The CBI has called for a business rates holiday across the board – but the Government should consider exempting all small businesses from business rates for the next six months. It seems deeply unfair to level charges on businesses at a time when it is nigh-on impossible for them to operate.
Equally, why ask businesses to take on more debt when they have no idea when they might be able to open – and make profits – again? The Government should consider a scheme akin to the student loan system where debts only need to be repaid when profits above a certain level are being made – giving businesses confidence that they’re not just throwing good money after bad.
Either of these approaches would show a clear sign of commitment to the small business community and help give them the reassurance which the current set of circumstances requires.

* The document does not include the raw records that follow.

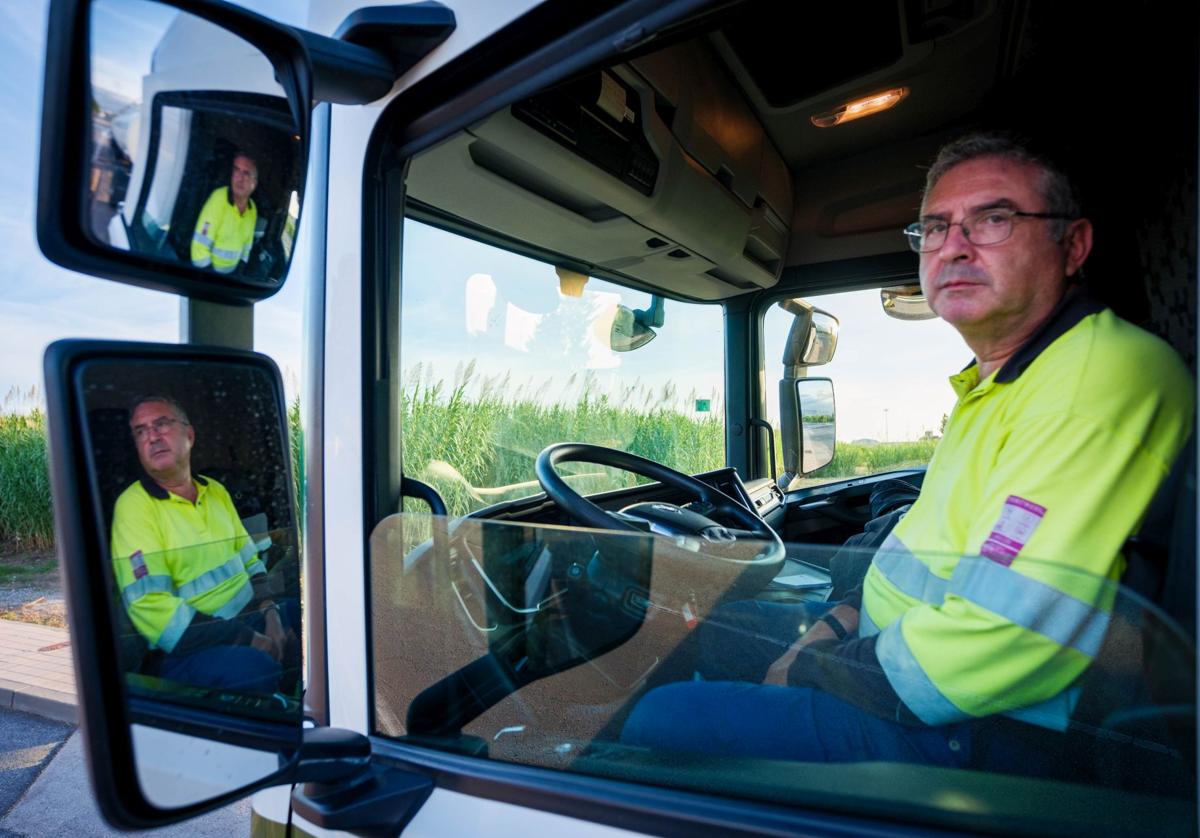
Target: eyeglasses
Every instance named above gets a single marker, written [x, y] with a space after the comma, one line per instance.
[160, 426]
[988, 227]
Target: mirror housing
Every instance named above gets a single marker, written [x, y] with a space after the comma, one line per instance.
[628, 331]
[66, 227]
[905, 303]
[144, 720]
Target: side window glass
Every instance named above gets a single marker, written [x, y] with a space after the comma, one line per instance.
[889, 379]
[618, 654]
[503, 355]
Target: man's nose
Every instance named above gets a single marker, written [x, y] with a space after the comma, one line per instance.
[957, 244]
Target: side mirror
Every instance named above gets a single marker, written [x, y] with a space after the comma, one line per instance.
[177, 532]
[174, 145]
[813, 339]
[906, 303]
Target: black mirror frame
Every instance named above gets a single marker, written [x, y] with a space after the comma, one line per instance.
[61, 209]
[82, 550]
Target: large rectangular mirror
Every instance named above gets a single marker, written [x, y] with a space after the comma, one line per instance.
[184, 585]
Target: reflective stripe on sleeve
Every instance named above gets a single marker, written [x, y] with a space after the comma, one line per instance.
[147, 585]
[1031, 604]
[1054, 712]
[234, 606]
[909, 574]
[175, 627]
[250, 555]
[867, 627]
[209, 580]
[910, 682]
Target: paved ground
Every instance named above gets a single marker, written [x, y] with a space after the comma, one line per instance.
[43, 777]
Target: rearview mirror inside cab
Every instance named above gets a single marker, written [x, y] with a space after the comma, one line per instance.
[174, 154]
[183, 573]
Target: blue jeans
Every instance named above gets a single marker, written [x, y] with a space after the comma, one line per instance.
[732, 718]
[240, 668]
[731, 712]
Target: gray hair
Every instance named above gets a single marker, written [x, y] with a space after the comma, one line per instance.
[180, 413]
[1056, 187]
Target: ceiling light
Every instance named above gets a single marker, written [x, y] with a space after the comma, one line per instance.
[861, 107]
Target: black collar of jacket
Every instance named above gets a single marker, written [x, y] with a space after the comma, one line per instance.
[160, 494]
[1077, 304]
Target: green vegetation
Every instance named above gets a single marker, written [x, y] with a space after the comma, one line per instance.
[27, 520]
[480, 449]
[475, 443]
[851, 459]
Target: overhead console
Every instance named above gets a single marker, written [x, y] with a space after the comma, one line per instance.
[657, 169]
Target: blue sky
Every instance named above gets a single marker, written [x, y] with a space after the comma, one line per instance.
[891, 376]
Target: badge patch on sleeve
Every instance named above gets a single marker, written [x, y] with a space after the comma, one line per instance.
[138, 564]
[1018, 520]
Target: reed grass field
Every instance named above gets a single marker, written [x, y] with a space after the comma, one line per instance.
[475, 442]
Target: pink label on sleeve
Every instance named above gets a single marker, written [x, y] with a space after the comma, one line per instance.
[1018, 520]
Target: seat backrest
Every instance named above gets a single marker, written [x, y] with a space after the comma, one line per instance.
[1162, 557]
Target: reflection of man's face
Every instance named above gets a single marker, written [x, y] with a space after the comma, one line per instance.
[163, 440]
[244, 178]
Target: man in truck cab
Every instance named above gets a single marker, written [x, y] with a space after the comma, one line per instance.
[225, 229]
[187, 572]
[993, 594]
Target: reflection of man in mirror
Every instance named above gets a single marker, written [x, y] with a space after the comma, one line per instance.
[187, 570]
[225, 232]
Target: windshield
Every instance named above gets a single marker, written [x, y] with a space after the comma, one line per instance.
[503, 355]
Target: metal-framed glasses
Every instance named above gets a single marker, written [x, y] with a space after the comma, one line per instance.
[987, 227]
[160, 426]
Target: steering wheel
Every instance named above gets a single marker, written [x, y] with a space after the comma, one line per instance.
[751, 548]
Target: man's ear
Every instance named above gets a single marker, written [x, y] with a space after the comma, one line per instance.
[1078, 244]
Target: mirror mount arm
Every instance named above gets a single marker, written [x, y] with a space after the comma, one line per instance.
[400, 35]
[771, 442]
[346, 73]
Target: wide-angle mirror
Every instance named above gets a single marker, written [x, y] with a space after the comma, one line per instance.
[196, 156]
[185, 461]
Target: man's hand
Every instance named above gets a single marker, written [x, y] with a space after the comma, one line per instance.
[264, 644]
[777, 674]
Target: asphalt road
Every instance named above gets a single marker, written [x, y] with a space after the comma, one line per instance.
[45, 788]
[27, 746]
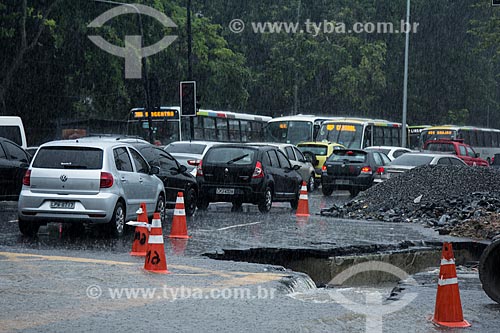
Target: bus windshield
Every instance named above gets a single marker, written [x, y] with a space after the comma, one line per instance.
[427, 135]
[164, 132]
[289, 131]
[347, 134]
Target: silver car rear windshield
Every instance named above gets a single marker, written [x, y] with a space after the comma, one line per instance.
[69, 158]
[230, 155]
[193, 148]
[412, 160]
[348, 156]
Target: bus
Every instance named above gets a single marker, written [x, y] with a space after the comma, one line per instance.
[294, 129]
[208, 125]
[359, 133]
[414, 135]
[485, 141]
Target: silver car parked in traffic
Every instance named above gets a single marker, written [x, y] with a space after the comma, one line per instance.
[95, 182]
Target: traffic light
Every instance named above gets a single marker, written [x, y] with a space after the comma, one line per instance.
[188, 98]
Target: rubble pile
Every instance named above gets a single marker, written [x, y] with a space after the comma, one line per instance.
[453, 199]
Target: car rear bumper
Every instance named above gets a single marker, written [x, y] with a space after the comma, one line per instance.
[36, 207]
[247, 194]
[346, 183]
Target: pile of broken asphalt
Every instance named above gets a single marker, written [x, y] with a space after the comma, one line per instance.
[456, 200]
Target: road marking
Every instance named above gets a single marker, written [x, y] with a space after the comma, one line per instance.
[238, 225]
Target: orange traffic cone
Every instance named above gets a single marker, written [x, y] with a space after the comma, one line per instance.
[448, 311]
[141, 235]
[303, 207]
[179, 223]
[156, 261]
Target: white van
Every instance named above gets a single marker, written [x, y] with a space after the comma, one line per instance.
[12, 128]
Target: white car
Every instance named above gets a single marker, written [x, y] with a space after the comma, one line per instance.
[189, 153]
[391, 151]
[93, 182]
[411, 160]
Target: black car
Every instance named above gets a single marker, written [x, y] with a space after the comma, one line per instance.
[353, 170]
[14, 162]
[241, 173]
[175, 176]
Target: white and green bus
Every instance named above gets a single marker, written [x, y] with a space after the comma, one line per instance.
[208, 125]
[359, 133]
[294, 129]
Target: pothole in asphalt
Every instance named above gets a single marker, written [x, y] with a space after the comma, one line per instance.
[325, 266]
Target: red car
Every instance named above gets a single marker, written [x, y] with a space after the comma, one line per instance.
[457, 147]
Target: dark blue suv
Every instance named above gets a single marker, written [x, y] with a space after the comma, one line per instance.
[242, 173]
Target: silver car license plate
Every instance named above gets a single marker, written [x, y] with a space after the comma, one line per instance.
[62, 204]
[229, 191]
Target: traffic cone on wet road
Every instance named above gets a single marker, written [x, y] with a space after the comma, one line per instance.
[303, 207]
[141, 233]
[448, 311]
[179, 223]
[156, 261]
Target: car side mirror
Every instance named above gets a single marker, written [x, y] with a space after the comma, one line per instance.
[154, 170]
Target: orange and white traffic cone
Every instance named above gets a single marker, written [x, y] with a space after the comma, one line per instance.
[141, 235]
[156, 261]
[179, 223]
[303, 207]
[448, 311]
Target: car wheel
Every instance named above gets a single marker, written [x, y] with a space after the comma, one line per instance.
[202, 204]
[311, 184]
[266, 201]
[327, 191]
[190, 198]
[237, 206]
[161, 208]
[116, 226]
[28, 228]
[354, 192]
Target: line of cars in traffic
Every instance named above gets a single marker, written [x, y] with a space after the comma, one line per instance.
[103, 180]
[357, 170]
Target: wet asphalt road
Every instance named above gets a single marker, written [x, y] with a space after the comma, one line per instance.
[49, 283]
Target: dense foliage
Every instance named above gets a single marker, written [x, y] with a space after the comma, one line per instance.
[51, 70]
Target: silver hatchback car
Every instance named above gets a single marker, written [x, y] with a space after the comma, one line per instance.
[94, 182]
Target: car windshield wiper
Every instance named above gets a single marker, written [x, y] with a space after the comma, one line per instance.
[236, 159]
[75, 166]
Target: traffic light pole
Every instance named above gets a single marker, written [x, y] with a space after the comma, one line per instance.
[190, 59]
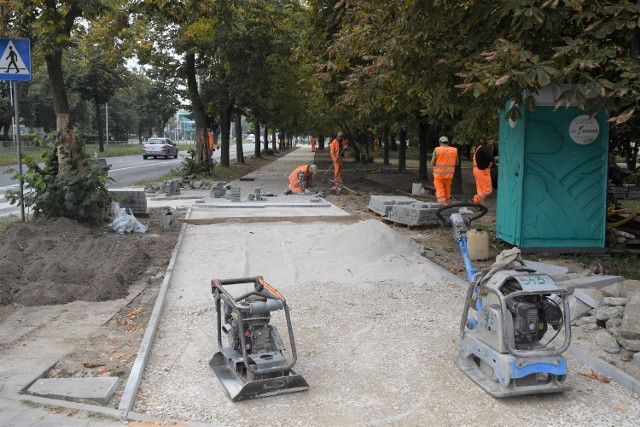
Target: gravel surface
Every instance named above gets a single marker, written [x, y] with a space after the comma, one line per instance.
[376, 337]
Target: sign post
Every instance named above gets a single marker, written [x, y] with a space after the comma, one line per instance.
[15, 65]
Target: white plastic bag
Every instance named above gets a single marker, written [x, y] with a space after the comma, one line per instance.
[136, 225]
[122, 223]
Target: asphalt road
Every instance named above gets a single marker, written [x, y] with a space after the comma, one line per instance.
[125, 171]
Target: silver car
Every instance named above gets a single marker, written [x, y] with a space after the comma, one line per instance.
[155, 147]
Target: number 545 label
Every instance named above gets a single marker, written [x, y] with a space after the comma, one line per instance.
[538, 282]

But the Government also needs to act on those costs which it does not directly impose – in particular on rents. At the moment, banks are being strongly encouraged to offer three-month mortgage holidays and other forms of forebearance.
But many landlords are not financed by UK banks, but by institutional investors, asset managers or other finance providers. Forcing a non-bank lender to provide forbearance to their borrowers might save the tenants, but only by putting the lender’s business in jeopardy instead. Those landlords will often risk being in breach of breaking debt covenants if they don’t pay their senior lenders – so every effort should be made to keep credit flowing through the system.
The Government should therefore consider providing funding for a proportion of rental costs for a certain period, whilst uncertainty remains. If the Government does not want to consider paying rents, directly, on behalf of small businesses, it should at least ensure these senior lenders provide relief from any covenant breaches and allow repayment shortfalls to be spread over the remaining terms of the loan.
It’s not just about rents. The furloughing scheme has been a great success – perhaps too successful, according to some reports – but other fixed costs remain. The drip, drip impact of those costs is already leading some business owners – especially small businesses – to decide that enough is enough. At the moment, there is no way for them to press pause, or even reset, on their operations.
So how about, in effect, a ‘mothballing’ scheme? The Government could agree to cover ongoing costs, such as utilities or insurance premiums, for a ‘mothballing period’, until the economy has reopened and these businesses can re-establish themselves.
No one can say for sure when we are going to be over the worst of the Covid-19 pandemic, or when our economy is going to open again. But it is vital that we think about the levers of future economic growth – which means preserving the small businesses that are the engines of new job creation. It will be much easier to kickstart the economy with the existing business base intact than to encourage growth from a smaller base, and the creation of new companies to replace those now being lost.
The current small business community must be at the heart of our economic recovery – which is why it is so essential we save as much of it as possible right now.